In a study led by Angel Muñoz, Ph.D., at Princeton University, researchers also found that above-normal suitable conditions for the occurrence of the Zika epidemic at the beginning of 2015 could have been successfully predicted at least one month in advance for several Zika hotspots, and in particular for Northeast Brazil: the heart of the epidemic. An article on the study appeared July 12 in Frontiers in Microbiology.
Combined, these models give public health and governmental officials vital climate information needed to create early warning systems—systems that can alert the public to the risk for disease and allow public health officials to mobilize resources and enact mosquito control programs and surveillance ahead of peak season.
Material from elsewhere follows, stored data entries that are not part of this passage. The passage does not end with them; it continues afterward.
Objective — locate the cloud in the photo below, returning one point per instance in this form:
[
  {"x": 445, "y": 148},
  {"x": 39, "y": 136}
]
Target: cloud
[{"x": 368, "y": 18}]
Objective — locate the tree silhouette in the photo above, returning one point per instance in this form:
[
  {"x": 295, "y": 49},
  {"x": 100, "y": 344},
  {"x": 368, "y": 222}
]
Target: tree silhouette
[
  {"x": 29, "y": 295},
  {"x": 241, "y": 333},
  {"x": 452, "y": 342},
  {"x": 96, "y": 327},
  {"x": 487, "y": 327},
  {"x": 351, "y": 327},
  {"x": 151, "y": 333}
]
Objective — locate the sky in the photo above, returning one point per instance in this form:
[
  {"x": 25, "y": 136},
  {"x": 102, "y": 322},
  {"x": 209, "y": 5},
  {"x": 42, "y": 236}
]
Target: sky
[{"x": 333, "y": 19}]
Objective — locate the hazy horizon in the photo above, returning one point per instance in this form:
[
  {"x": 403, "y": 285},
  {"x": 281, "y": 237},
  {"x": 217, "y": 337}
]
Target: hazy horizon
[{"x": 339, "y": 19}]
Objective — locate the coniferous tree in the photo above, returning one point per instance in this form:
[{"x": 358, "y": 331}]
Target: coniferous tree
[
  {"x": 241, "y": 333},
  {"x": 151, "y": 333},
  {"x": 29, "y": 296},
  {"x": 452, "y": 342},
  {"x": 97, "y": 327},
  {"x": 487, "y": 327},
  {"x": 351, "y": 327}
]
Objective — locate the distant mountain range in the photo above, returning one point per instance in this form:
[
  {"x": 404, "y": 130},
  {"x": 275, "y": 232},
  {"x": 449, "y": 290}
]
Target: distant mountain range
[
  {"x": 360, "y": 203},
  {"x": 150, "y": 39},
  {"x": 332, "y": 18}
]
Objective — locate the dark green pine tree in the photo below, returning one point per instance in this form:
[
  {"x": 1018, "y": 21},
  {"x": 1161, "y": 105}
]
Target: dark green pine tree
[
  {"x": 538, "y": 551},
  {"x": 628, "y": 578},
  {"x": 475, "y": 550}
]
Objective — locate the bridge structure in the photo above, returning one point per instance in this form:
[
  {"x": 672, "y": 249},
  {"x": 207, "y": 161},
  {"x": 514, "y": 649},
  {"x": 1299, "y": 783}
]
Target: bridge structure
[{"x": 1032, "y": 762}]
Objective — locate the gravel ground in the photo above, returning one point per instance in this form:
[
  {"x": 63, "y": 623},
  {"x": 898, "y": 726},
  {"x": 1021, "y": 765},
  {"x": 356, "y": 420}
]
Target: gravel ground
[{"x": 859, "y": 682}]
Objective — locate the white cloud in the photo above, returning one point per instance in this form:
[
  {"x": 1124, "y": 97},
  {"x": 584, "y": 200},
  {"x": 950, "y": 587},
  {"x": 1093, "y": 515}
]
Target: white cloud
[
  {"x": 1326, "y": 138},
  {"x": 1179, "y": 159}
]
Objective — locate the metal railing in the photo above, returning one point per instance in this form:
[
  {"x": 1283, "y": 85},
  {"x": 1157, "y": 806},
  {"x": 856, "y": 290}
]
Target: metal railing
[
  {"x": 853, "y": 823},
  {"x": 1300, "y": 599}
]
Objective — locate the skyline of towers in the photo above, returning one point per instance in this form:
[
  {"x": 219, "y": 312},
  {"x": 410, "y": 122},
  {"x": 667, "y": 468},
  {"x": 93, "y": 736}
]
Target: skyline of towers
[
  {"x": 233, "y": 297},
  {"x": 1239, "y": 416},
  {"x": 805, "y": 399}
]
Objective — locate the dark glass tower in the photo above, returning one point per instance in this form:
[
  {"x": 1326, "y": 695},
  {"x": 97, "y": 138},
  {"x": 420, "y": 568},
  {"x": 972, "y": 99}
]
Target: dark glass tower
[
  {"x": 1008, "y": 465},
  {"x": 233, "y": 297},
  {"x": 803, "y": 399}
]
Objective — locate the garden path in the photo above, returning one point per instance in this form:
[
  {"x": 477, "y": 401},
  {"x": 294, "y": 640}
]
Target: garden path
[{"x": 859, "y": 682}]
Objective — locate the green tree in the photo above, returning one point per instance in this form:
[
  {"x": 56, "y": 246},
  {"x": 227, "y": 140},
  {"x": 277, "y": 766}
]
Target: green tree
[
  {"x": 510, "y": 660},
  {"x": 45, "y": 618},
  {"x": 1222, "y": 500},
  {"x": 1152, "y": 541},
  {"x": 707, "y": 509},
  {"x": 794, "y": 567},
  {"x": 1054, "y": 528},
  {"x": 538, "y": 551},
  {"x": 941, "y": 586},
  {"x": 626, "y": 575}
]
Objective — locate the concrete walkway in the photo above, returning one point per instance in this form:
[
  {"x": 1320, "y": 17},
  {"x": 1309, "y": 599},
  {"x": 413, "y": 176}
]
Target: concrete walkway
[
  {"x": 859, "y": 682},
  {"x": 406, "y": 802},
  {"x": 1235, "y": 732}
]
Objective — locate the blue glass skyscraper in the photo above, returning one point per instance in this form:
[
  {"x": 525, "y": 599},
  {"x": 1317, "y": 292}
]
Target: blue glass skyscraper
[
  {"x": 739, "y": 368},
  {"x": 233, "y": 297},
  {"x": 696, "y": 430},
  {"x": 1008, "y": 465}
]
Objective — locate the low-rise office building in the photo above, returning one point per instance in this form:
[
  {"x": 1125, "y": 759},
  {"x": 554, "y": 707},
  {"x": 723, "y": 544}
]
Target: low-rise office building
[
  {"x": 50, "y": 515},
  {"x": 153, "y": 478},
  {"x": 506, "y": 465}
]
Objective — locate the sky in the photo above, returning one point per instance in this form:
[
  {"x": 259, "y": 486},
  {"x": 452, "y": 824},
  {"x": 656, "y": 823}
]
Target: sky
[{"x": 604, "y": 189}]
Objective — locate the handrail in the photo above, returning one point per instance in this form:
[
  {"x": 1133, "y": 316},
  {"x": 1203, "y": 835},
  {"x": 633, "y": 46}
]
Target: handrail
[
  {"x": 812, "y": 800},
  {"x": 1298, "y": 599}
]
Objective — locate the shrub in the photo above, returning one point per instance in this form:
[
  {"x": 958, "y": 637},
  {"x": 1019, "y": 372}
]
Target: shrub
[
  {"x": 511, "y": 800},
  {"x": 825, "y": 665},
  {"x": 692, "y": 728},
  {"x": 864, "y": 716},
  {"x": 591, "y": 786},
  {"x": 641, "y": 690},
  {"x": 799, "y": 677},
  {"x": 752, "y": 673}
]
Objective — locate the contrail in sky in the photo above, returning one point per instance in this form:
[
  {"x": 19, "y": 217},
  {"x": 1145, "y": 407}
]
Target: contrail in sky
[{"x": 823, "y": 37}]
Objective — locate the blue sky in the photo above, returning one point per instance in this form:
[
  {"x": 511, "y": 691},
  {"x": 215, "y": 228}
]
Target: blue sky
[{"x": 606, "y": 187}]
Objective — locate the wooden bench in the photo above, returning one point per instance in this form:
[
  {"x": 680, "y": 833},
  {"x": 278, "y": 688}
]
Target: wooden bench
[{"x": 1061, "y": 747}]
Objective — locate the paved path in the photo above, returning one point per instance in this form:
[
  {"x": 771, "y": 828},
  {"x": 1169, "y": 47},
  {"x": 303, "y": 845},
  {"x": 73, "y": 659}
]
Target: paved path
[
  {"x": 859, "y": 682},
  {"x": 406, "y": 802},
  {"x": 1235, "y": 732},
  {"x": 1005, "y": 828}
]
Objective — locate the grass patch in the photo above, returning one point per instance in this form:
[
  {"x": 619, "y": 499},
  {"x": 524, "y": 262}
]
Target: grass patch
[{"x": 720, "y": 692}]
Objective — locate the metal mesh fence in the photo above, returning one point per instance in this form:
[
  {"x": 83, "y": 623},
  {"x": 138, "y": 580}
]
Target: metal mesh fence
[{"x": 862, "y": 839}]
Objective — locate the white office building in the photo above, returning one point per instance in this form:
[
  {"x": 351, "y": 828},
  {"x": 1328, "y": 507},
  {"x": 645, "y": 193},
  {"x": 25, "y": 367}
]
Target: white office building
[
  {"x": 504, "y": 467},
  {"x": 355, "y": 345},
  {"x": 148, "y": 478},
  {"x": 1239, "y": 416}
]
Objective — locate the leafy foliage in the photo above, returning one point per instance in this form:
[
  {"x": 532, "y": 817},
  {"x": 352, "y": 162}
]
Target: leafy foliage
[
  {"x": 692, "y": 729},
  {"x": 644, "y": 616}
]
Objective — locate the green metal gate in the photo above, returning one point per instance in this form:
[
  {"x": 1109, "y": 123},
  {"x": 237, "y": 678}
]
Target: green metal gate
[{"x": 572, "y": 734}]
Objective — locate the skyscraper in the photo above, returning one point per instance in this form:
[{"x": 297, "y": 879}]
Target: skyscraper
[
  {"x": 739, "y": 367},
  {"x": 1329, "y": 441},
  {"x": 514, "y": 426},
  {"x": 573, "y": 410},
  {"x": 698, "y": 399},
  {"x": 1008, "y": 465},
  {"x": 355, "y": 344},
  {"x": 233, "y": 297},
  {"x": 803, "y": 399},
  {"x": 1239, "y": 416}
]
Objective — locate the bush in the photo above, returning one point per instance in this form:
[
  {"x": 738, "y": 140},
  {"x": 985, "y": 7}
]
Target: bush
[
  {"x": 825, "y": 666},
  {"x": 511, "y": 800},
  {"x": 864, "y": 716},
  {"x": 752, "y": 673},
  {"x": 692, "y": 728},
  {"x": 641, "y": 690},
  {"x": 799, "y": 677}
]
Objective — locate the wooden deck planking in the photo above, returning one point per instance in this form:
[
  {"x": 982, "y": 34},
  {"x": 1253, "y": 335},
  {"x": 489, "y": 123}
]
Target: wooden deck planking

Stewart Ibarra and her colleagues use a social-ecological systems (SES) approach to conduct their research. SES is a collaborative approach by researchers of varying disciplines that leads to new information that is necessary for the development of effective policies, technologies and management strategies to fight the spread of mosquito-borne viruses.
Dengue, Zika and chikungunya are mosquito-borne viral illnesses that are leading causes of illness in tropical and subtropical regions. Because there are no vaccines or cures for these viruses there is an increased urgency of those in the public health sector to identify alternative strategies to manage the disease, of which an early warning system is included.